Rafe hesitated, and she saw his neck muscles tighten.

“It’s okay,” she said hastily. The man didn’t need any more reminders of what he’d lost. “I can do that later.”

“No.” He stood up, squaring his shoulders. “No, you need to say goodbye.” Then he glanced at his watch. “Let me just—”

“Rafe, not now!” Surely he didn’t think she meant him to drop everything and escort her to the cemetery this very minute. “I just meant, when you get time.”

But apparently he was already recovered from that moment of hesitation, because he asked, “How about tomorrow?”

After more than two weeks since her sister’s death, there couldn’t be any rush about saying goodbye. And yet visiting Beth’s grave might let her start working through the grief, accepting the loss and moving on.

“Well,” she said softly, “if that’s all right with you.”

“Yeah, it’s okay. It’s fine.” He walked back to the door, then turned to face her again, as if he needed to explain himself. “I haven’t been there since the funeral.”

“You don’t have to—” she began, and he cut off her protest.

“No, I do. How about, I pick you up from your session with Cindy and we’ll stop for flowers on the way.”
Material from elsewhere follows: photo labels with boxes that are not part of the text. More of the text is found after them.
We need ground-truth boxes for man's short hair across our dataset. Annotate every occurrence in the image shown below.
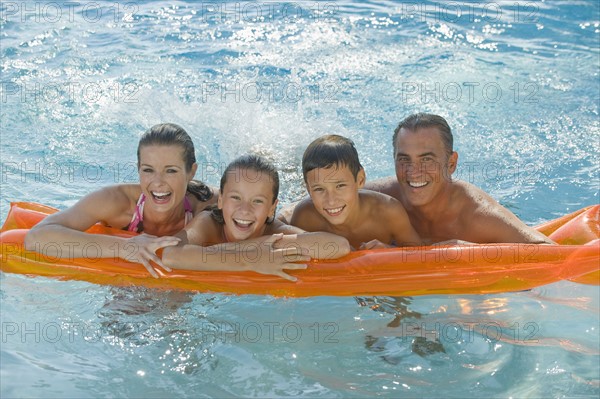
[392,112,454,154]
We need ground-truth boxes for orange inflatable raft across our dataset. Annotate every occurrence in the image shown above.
[0,202,600,297]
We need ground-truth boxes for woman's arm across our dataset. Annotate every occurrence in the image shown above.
[25,186,179,277]
[162,211,310,281]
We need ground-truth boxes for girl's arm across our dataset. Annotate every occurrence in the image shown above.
[25,186,179,277]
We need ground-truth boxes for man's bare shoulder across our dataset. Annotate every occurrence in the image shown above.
[289,197,327,231]
[452,180,505,214]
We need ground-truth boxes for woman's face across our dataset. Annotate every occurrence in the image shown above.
[138,145,197,216]
[218,169,277,241]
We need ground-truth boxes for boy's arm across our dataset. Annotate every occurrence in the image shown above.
[274,221,350,259]
[162,212,310,281]
[462,184,555,244]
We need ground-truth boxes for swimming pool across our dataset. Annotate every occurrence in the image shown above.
[0,0,600,397]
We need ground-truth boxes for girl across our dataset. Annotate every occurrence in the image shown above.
[163,155,350,281]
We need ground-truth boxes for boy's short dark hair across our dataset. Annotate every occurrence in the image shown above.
[302,134,363,182]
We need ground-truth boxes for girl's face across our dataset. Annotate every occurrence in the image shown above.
[138,145,197,216]
[218,169,277,242]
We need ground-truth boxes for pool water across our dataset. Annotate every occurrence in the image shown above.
[0,0,600,398]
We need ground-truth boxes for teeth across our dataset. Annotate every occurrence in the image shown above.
[325,206,344,213]
[233,219,252,226]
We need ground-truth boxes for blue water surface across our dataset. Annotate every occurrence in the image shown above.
[0,0,600,398]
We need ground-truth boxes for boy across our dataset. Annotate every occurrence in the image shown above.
[291,135,421,249]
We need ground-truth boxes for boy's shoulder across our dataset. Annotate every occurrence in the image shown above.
[358,189,404,214]
[290,197,327,231]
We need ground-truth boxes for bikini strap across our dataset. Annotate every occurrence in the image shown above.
[127,193,194,233]
[183,195,194,226]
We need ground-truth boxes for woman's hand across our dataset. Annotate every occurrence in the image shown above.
[249,233,310,281]
[119,234,181,278]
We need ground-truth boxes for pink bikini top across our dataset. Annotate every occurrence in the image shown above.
[123,193,194,233]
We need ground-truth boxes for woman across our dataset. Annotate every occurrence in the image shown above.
[163,155,350,281]
[25,123,309,277]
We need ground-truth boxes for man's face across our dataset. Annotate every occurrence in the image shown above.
[394,127,458,207]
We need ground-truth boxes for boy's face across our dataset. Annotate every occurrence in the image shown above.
[306,165,365,225]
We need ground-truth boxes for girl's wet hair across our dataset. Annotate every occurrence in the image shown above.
[210,154,279,224]
[302,134,363,182]
[392,112,454,154]
[137,123,213,202]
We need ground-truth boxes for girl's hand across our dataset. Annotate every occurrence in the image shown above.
[120,234,181,278]
[250,233,310,281]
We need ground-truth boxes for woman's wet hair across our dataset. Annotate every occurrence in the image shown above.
[210,154,279,224]
[302,134,363,181]
[137,123,213,202]
[392,112,454,154]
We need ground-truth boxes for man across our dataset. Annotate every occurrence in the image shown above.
[365,113,553,244]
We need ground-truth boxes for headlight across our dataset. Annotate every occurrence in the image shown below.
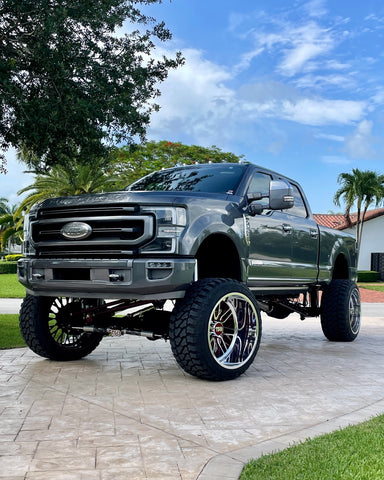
[141,207,187,253]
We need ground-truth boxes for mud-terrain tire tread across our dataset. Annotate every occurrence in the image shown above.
[19,295,103,361]
[169,278,261,381]
[321,280,360,342]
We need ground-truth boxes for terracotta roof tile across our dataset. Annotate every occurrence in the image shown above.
[313,208,384,230]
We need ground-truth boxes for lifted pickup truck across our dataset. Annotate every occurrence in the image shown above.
[18,163,360,380]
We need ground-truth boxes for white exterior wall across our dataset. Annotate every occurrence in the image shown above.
[343,215,384,270]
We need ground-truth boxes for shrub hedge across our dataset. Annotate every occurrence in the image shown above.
[5,253,23,262]
[357,270,379,282]
[0,261,17,274]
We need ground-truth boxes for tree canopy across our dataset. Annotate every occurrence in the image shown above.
[112,140,244,187]
[16,161,119,215]
[0,0,183,172]
[334,168,384,250]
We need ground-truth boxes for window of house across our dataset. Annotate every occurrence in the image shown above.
[285,185,308,218]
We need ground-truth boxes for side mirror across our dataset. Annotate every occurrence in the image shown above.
[269,180,294,210]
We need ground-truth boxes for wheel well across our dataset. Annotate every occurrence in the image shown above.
[332,255,349,280]
[196,234,241,280]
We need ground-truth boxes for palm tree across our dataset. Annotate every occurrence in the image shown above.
[0,197,9,215]
[16,162,119,214]
[334,168,384,252]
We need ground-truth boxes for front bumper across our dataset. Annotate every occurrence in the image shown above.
[17,258,196,300]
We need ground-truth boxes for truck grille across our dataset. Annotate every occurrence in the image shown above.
[31,205,154,258]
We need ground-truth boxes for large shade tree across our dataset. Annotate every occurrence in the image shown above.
[16,161,119,215]
[0,0,183,172]
[334,168,384,251]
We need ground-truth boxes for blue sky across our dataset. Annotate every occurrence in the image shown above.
[0,0,384,213]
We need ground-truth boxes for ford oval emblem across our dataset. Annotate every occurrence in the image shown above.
[61,222,92,240]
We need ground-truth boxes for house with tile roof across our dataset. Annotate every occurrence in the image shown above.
[313,208,384,273]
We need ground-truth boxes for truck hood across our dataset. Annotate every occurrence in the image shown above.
[37,191,233,208]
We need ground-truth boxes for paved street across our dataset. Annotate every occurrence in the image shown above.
[0,302,384,480]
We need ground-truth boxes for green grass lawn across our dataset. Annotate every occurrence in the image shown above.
[0,313,25,350]
[240,415,384,480]
[0,273,25,298]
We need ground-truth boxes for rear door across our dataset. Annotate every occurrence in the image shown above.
[283,184,319,283]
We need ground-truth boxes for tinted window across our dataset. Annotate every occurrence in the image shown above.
[126,165,245,193]
[285,185,308,218]
[248,172,272,197]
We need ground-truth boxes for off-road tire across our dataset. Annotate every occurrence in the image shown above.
[321,280,361,342]
[169,278,261,380]
[19,295,103,361]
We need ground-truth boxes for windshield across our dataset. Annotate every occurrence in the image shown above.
[126,164,245,194]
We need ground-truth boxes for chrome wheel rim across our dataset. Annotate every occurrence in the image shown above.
[208,292,260,369]
[48,297,89,348]
[348,288,361,335]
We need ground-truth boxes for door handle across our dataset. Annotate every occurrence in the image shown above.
[309,228,319,238]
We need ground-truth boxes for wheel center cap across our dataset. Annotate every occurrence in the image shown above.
[214,323,224,337]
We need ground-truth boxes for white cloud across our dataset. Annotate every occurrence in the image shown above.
[345,119,376,160]
[149,49,368,145]
[303,0,328,17]
[321,155,351,165]
[278,22,335,77]
[282,98,366,125]
[149,49,235,145]
[315,133,345,142]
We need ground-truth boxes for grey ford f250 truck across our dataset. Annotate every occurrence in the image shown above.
[18,163,360,380]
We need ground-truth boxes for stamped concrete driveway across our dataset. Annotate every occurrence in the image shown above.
[0,304,384,480]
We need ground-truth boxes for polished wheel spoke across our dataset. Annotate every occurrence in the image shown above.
[209,293,258,369]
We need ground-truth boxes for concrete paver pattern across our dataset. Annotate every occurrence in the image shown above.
[0,310,384,480]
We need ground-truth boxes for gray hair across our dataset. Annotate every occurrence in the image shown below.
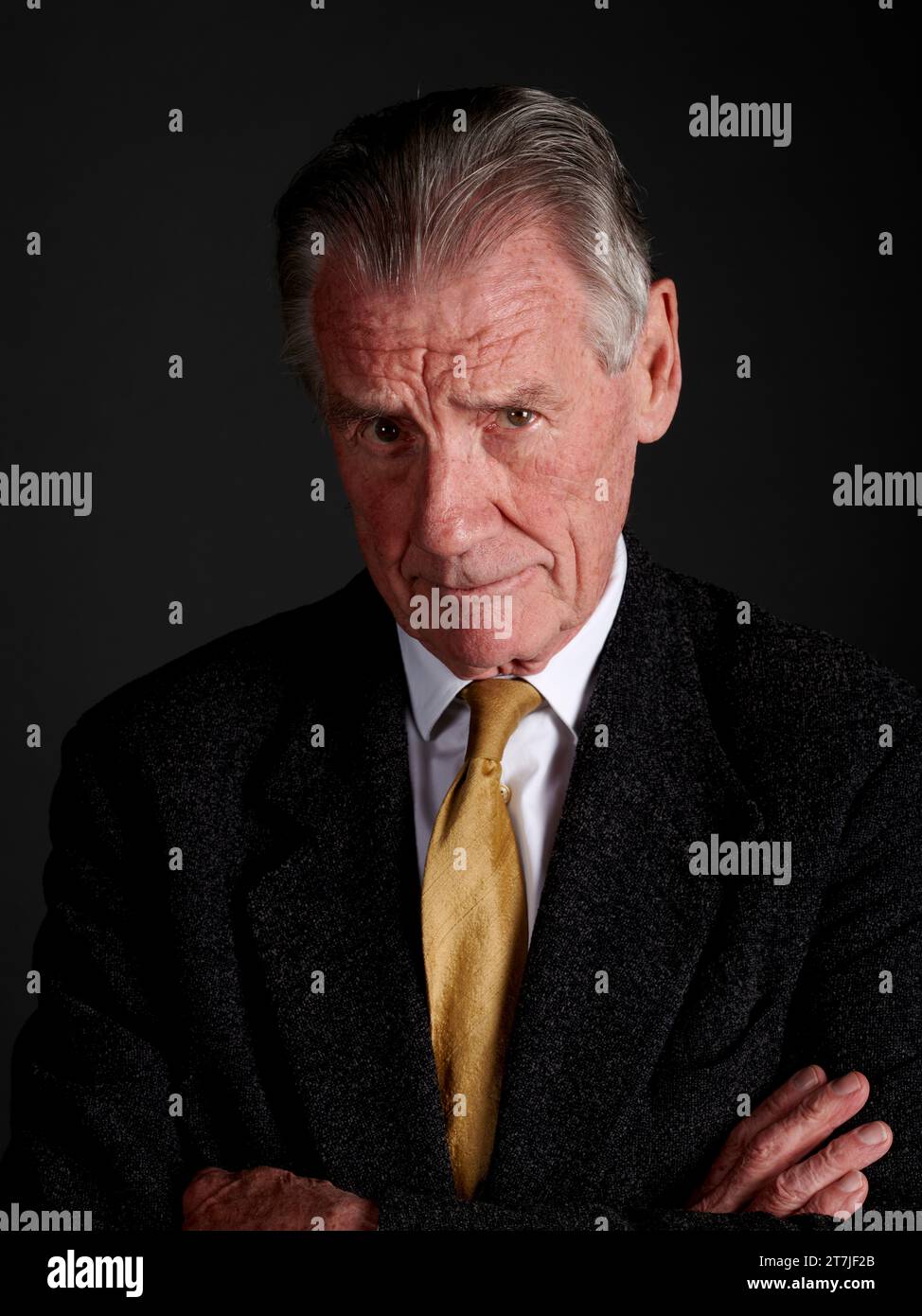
[273,87,651,412]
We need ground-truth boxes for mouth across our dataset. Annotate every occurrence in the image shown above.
[417,566,538,597]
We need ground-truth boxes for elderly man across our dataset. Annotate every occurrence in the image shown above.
[4,87,922,1231]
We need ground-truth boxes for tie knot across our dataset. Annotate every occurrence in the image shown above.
[460,676,541,763]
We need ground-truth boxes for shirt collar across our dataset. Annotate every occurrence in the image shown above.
[395,536,628,741]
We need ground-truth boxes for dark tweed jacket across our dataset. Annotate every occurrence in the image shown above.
[0,534,922,1232]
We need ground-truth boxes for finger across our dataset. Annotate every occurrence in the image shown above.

Suddenly the man was sounding more like an attorney than she’d ever imagined him—more decisive and also more determined—yet somehow she had the impression that his take-charge demeanor was only a facade.

“Is that all right?” she faltered. “I don’t want to put you through—”

“Anne, come on.” Even his posture had changed; he was standing with an attitude of confidence that bordered on defiance. “I can handle it.”

“Well, it’s just…”

“I can handle it!”

“Because you’re Mr. Tough Guy,” she offered, and he responded with a startled expression.